The U.S. economy expanded at an annualized 2% in the third quarter, the Bureau of Economic Analysis reports. The rate of GDP increase for July through September is up slightly from Q2’s 1.7% pace, but still well below the 3.7% logged in this year’s first quarter or the robust 5.0% reading from last year’s final three-month stretch. In other words, the economy’s continuing to muddle along with enough forward momentum to keep another recession at bay. At the same time, today’s GDP report isn’t likely to inspire confidence that economic growth is sufficient to cure the sluggish trend in the labor market—the primary macro challenge these days.


Notably, personal consumption expenditures (PCE)—which account for around 70% of GDP—grew in Q3. In fact, consumer spending’s pace accelerated, advancing at an annualized 2.6% rate, up from 2.2% in Q2. The rate of increase in consumer spending has climbed in each of the past three quarters. Within PCE, however, the bulk of the higher spending has come from services, which includes a range of consumption arenas—everything from transportation to healthcare. By contrast, the rate of spending slowed modestly for durable and nondurable goods—the cyclically sensitive slices of PCE.
Nonetheless, the much-feared retreat of the American consumer wasn’t evident in today’s update. That’s no assurance that spending won’t slip in the quarters ahead. Certainly there’s no shortage of incentives for saving more and spending less. Yet overall consumption continues to rise for the moment.
One reason for caution arises from the slowing trend in the private investment column of the GDP report. This measure of economic spending “comprises purchases by domestic businesses of new capital goods, such as factories and machinery,” notes economist Robert Barro in Macroeconomics: A Modern Approach. “These capital goods are durables, which serve as inputs to production for many years.” Business spending is second only to the consumer as a driver of the macro trend. But in what may be a warning sign, private domestic investment’s rate of increase slowed by roughly half in Q3, rising at just under 13% on an annualized basis—the slowest this year.

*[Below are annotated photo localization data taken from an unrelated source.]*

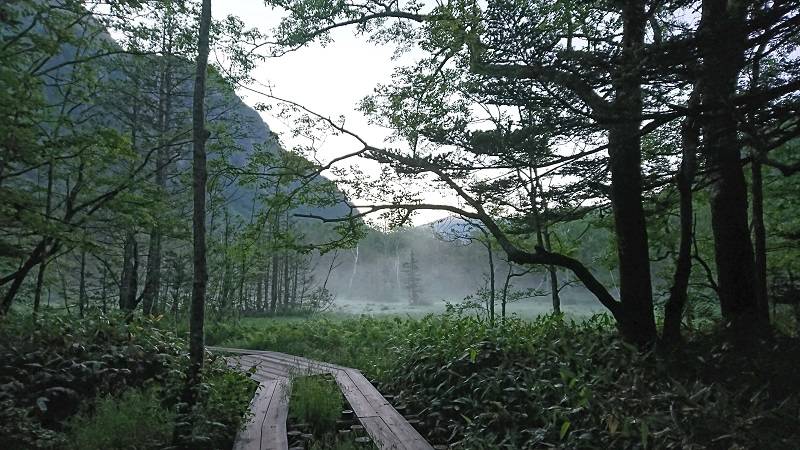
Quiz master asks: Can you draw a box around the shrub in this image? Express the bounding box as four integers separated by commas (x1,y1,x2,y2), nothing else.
0,312,256,450
191,362,258,449
381,313,800,449
65,387,173,450
0,312,184,448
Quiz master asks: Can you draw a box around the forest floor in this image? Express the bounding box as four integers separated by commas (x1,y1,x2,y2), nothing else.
2,308,799,449
209,310,800,449
0,313,256,450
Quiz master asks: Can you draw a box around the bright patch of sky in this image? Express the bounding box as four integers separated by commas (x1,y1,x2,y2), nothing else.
213,1,458,226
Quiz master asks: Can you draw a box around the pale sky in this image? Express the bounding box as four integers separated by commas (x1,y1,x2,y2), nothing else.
213,1,456,225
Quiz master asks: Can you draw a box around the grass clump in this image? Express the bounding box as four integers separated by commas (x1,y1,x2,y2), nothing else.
65,387,173,450
289,374,343,435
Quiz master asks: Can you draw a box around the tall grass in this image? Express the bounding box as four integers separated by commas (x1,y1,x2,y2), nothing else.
289,375,343,435
208,315,412,379
65,388,173,450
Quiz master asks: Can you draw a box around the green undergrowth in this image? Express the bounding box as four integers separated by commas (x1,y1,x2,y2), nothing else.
64,387,174,450
0,312,256,449
289,375,343,435
288,374,378,449
207,315,412,380
211,311,800,449
382,314,800,449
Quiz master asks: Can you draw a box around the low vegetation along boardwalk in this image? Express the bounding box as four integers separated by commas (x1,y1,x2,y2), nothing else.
209,347,434,450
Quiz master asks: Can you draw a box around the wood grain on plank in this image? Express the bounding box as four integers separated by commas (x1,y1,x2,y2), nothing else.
233,380,276,450
230,359,289,379
254,351,342,373
234,355,299,378
345,369,433,449
261,378,290,450
334,369,380,418
214,347,434,450
360,416,406,450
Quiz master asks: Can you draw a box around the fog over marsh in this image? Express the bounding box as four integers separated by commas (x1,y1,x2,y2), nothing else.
314,219,608,317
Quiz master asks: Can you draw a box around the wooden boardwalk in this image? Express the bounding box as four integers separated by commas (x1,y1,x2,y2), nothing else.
209,347,434,450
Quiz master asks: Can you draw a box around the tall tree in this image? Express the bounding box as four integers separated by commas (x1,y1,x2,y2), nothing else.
663,90,700,345
266,0,666,344
184,0,212,427
402,249,423,306
697,0,765,336
265,0,800,345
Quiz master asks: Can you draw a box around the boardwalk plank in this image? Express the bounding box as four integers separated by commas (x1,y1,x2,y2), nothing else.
214,347,434,450
233,380,276,450
252,351,342,373
233,355,299,378
360,416,406,450
345,369,432,449
248,354,327,376
261,378,290,450
211,347,346,370
229,357,290,380
333,369,379,418
379,410,431,448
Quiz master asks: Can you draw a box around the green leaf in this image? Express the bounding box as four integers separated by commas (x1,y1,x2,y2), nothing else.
640,420,649,448
560,420,571,440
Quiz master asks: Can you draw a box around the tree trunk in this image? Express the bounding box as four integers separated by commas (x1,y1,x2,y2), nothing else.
270,251,280,313
237,257,246,313
119,231,138,312
501,264,512,320
141,4,176,317
78,247,87,318
663,91,699,345
291,259,299,307
141,78,171,315
486,240,495,325
256,276,263,313
100,268,107,314
262,261,270,312
59,268,70,315
33,258,49,317
349,246,359,291
220,210,232,313
171,260,183,324
748,42,770,327
1,238,57,315
751,155,769,321
141,226,163,315
33,160,55,318
605,0,657,345
180,0,211,442
282,251,290,308
530,168,561,314
699,0,767,337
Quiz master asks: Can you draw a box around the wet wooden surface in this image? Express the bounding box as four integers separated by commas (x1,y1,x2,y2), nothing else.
210,346,434,450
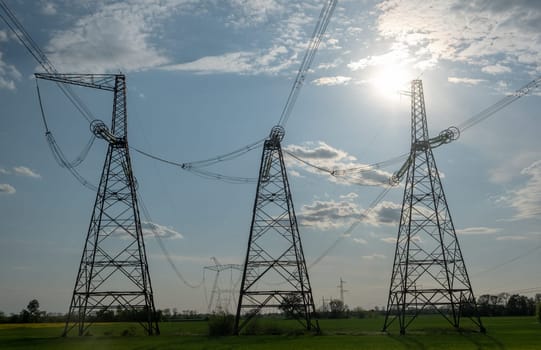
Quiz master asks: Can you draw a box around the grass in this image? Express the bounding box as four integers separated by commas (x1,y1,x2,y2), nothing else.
0,316,539,349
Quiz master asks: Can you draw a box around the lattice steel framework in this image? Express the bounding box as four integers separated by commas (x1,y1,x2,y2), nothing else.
383,80,484,334
37,74,160,336
234,126,317,334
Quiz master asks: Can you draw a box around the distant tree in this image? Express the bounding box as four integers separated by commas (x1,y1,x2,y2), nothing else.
328,299,347,318
477,294,505,316
26,299,41,322
506,294,535,316
536,302,541,323
351,306,367,318
279,294,302,319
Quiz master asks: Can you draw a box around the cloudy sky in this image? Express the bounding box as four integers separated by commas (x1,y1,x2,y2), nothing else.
0,0,540,314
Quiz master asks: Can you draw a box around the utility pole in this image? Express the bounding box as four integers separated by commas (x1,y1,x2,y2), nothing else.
338,278,348,304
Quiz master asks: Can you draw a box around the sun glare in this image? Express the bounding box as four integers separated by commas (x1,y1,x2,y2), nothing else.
371,64,413,99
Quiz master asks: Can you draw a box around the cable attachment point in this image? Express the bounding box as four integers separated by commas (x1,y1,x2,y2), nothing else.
269,125,285,143
389,174,400,186
91,119,123,145
439,126,460,144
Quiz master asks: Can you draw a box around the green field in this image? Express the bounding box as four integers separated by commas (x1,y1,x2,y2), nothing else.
0,316,539,349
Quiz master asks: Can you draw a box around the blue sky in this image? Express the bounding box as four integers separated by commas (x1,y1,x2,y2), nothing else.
0,0,540,314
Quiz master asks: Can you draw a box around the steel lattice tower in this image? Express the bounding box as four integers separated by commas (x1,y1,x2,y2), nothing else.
38,74,160,336
234,126,317,334
383,80,484,334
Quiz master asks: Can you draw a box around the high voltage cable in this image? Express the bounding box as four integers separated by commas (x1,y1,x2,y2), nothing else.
277,0,337,127
138,190,205,289
185,168,257,184
456,77,541,133
131,137,265,170
285,150,408,176
36,79,97,191
308,184,392,269
0,1,95,123
472,240,541,277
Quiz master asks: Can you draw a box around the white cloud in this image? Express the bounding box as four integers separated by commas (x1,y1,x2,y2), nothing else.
339,192,358,200
0,30,8,42
0,168,9,175
0,52,21,90
225,0,285,28
0,183,16,194
312,76,352,86
298,199,362,230
297,196,401,230
353,237,367,244
41,2,57,15
141,221,183,240
284,142,392,187
495,235,529,241
497,159,541,220
362,253,385,260
12,166,41,179
347,44,411,71
380,237,397,244
44,1,189,73
375,0,541,74
361,201,401,226
448,77,486,85
481,64,512,75
456,227,501,235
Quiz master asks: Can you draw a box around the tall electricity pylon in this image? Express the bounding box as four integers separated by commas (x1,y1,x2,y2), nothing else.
36,73,160,337
234,126,317,334
205,257,242,314
383,80,484,334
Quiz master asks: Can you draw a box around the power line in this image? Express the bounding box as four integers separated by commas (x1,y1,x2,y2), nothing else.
472,241,541,277
277,0,337,127
36,79,97,191
138,190,205,289
308,184,392,269
284,150,408,175
131,137,265,170
457,77,541,133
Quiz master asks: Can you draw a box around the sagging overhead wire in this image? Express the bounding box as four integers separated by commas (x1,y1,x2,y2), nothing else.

Inflation also decelerated in Q3. The price index for personal consumption expenditures rose by an annualized 0.8% during the three months through September, down from 1.0% in the previous quarter.
Overall, today’s GDP report keeps hope alive, but without softening the concerns that have triggered so much anxiety this year about the strength of the expansion. The weak rebound in job creation is still a pressing issue, and today’s macro update doesn’t offer reason to think otherwise. Still, it’s clear that the economy dodged a bullet in Q3. More of the same is probably in store for the near term.
That’s not great, but it could be worse. The real problem is that slow growth is vulnerable to unexpected shocks. The economic expansion rolls on, but it remains a precarious recovery with no immediate solution on the horizon.
“We’re just muddling along,” Ken Mayland, president of ClearView Economics, tells AP. “I think it is going to be hard to break out of this sluggish-growth rut.”